Yes. The category of affine $k$-varieties for any field $k$ (more generally, any base ring) is the 'image' of the subcategory of affine $k$-algebras under the functor $\operatorname{Spec}: \mathrm{CRing} \to \mathrm{Schemes}$.
After the edit to the question: Every affine variety can be embedded in affine space in the following manner. Let $(X,\mathcal{O}_X)$ be our affine variety. Since $\mathcal{O}_X(X)$ is finitely generated over $k$, pick some $x_1,\cdots,x_n$ which generated $\mathcal{O}_X(X)$. This gives a surjection $k[y_1,\cdots,y_n]\to \mathcal{O}_X(X)$ by sending $y_i\mapsto x_i$. This map is surjective with kernel $I$, and taking Specs of both sides exhibits $X$ as a subset of $\mathbb{A}^n$ with defining ideal $I$.

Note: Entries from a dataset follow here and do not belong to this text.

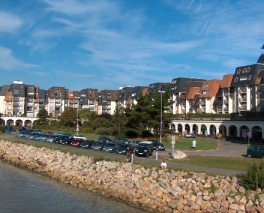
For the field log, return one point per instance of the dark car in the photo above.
(145, 148)
(157, 145)
(104, 139)
(189, 135)
(255, 151)
(76, 142)
(134, 144)
(98, 145)
(87, 144)
(122, 149)
(59, 138)
(119, 140)
(110, 147)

You can go back, too: given a closed subset of affine space, you can ask for the ideal defining it, and this will give you $I$ from above which lets you reconstruct the rest of the data.
(I'm a little unclear on what you mean by 'define an algebraic variety', but I hope this suffices. If you have something more specific in mind, please let me know in a comment.)